Dicen que el individuo esperó algún tiempo a que saliera para dispararle a bocajarro. Luego se entregó a la policía sin resistencia. Obró con pleno conocimiento de lo que hacía. Como digo la vida hoy es difícil. Las situaciones violentas se repiten.
¿De quién es la culpa? De todos y de nadie. Es la sociedad complicada, los múltiples problemas sociales, el paro, los hijos, las tensiones, las relaciones humanas cada vez más encontradas y tensas… Todo contribuye a que estas situaciones se den.
Una víctima más de nuestra sociedad, una familia más destrozada. Los gobiernos, a veces, provocan situaciones desesperadas, situaciones límite, enfrentamientos y homicidios como el de hoy. “Yo no te pago”. “Pues te llevo a los tribunales”. “Pues me da igual”.

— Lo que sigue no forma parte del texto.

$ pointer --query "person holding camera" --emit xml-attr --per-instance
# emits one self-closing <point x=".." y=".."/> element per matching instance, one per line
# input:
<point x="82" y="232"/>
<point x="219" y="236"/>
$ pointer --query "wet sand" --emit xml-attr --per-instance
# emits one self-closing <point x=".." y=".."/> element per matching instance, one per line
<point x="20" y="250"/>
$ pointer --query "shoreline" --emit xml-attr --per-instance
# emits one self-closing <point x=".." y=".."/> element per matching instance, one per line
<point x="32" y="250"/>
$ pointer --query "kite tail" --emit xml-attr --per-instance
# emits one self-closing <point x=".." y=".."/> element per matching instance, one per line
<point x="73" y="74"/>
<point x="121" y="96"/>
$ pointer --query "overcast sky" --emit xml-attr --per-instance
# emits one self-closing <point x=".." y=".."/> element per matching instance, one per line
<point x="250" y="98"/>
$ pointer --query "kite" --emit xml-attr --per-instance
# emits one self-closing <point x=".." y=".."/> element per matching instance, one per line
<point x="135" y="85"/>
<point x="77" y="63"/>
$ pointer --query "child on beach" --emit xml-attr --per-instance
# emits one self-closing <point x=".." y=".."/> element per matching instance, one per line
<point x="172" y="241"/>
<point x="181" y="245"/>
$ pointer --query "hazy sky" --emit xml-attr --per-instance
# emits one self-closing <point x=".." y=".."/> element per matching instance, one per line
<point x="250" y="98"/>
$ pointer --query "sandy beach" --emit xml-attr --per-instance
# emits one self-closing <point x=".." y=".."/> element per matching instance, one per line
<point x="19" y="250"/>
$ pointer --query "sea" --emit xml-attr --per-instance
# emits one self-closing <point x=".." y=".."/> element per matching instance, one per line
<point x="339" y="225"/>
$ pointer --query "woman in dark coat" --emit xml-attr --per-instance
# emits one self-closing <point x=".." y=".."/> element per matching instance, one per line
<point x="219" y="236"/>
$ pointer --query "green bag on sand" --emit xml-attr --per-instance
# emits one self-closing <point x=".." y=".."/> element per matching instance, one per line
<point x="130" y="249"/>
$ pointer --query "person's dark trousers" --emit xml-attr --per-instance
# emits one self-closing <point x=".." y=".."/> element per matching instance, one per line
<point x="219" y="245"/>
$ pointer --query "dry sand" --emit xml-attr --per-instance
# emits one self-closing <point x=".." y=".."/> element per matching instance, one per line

Y el hombre se ciega y mata. ¿Quién tuvo la culpa? ¡Qué difícil saberlo! Las pasiones son malas. La razón se pierde, el hecho consumado acusa de homicidio a quien dispara… pero habría que ir más lejos para saber las causas profundas del delito. No disculpo al homicida, pero siento por él lástima.
LUIS GREGORIO:
La casa de Luis Gregorio en Santa Ana es totalmente un palacio castellano en el hospicio de siempre, donde pernoctaban los peregrinos que venían al santuario. Ha devenido una casa sobria de mobiliario, pero distinguida y confortable, zaguán amplio, escaleras suntuosas, bancos antiguos, puertas pequeñas en las habitaciones, y objetos antiguos en anaqueles y hornacinas.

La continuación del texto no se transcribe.